The Scottish children’s cardiac service has both directed and followed changes in the care of this select group of patients over the last 50 years. As the unit moves forward we continue to try and keep at the forefront of the specialty, constantly improving the outcome for children with congenital and acquired heart disease. Advances in foetal cardiology and in care of adults with congenital heart disease have not been mentioned, but these areas have also undergone huge changes and are likely to evolve at least as fast as paediatric cardiac services in the future. Foetuses with congenital heart disease go on to be children and then adults with congenital heart disease. The pathological processes and physiology remain the same although the manifestations alter as the child grows. As such an integrated service allowing a seamless transition from foetus to adult, combining diagnosis, intervention and monitoring is now the long-term goal. 

 

References 

1. Gross RE, Hubbard, JP. Surgical ligation of a patent ductus arteriosus: report of first successful case. JAMA. 1939; 112: 729-731 

2. Blalock A, Taussig HB. The surgical treatment of malformations of the heart in which there is pulmonary stenosis or pulmonary atresia. JAMA. 1945; 128: 189-192. 

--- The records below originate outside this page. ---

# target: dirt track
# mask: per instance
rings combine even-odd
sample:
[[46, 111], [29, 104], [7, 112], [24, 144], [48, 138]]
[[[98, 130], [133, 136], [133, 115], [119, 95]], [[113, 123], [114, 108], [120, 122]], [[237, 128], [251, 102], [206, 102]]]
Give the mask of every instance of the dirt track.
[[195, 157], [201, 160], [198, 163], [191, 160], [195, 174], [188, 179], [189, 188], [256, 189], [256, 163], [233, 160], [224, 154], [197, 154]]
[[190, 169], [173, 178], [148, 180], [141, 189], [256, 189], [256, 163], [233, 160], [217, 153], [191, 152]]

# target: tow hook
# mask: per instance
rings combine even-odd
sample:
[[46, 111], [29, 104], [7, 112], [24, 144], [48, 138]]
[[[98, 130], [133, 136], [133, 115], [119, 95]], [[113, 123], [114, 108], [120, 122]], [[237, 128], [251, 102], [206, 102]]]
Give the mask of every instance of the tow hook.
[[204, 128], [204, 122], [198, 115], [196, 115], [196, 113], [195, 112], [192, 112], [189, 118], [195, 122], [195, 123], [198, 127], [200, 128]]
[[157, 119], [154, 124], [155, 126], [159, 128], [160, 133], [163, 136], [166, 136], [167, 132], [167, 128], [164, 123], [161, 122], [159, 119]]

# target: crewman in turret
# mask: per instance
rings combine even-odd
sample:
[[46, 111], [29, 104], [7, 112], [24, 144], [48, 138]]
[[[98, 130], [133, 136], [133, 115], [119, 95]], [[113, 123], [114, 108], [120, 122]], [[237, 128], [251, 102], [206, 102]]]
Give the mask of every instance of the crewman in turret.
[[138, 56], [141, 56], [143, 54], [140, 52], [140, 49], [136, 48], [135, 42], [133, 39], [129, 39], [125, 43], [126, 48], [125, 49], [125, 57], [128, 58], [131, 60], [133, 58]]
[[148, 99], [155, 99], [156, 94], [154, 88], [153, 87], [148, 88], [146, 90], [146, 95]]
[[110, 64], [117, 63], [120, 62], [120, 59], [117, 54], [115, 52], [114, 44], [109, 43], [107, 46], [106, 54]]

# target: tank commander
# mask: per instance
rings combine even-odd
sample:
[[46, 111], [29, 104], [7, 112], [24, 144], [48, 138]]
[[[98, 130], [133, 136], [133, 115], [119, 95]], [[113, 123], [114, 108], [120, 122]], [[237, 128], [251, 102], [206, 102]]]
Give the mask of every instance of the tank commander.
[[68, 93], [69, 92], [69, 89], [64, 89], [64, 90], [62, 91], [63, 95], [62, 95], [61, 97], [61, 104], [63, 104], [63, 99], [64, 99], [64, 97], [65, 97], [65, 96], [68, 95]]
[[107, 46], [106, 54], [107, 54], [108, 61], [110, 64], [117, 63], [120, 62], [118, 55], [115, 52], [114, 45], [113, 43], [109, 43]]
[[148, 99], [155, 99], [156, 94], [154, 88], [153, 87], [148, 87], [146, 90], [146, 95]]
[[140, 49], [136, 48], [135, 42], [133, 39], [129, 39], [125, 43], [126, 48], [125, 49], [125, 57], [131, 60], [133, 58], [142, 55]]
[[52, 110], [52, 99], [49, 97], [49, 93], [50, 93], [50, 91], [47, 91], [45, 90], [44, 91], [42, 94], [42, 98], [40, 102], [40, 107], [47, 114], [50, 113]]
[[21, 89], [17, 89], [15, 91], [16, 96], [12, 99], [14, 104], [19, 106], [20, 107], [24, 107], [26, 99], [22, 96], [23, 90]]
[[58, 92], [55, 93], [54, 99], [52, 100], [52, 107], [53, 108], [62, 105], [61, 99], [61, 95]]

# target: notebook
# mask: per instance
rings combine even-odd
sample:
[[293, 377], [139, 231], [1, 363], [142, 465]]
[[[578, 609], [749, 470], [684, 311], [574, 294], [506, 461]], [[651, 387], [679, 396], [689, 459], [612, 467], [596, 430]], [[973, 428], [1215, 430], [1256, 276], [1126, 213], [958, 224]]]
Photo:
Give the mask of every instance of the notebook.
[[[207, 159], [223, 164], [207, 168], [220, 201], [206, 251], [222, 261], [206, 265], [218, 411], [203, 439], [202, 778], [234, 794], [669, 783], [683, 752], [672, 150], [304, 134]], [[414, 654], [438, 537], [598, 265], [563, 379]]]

3. Lillehei CW, Cohen M, Warden HE, et al. The direct vision intracardiac correction of congenital anomalies by controlled cross circulation: results in 32 patients with ventricular septal defect, tetralogy of Fallot and atrioventricularis communis defects. Surgery. 1955; 38: 11-21 

4. Kirklin JW, Du Shane JW, Patrick RT, et al. Intracardiac surgery with the aid of a mechanical pump oxygenator system (gibbon type): report of eight cases. Mayo Clin Proc. 1955; 30: 201-206. 

5. Glenn, WWL. Circulatory bypass of the right side of the heart, IV: Shunt between superior vena cava and distal right pulmonary artery: report of clinical application. N Engl J Med. 1958; 259:117-120. 

6. Fontan F, Baudet E. Surgical repair of tricuspid atresia. Thorax. 1971; 26: 240-248.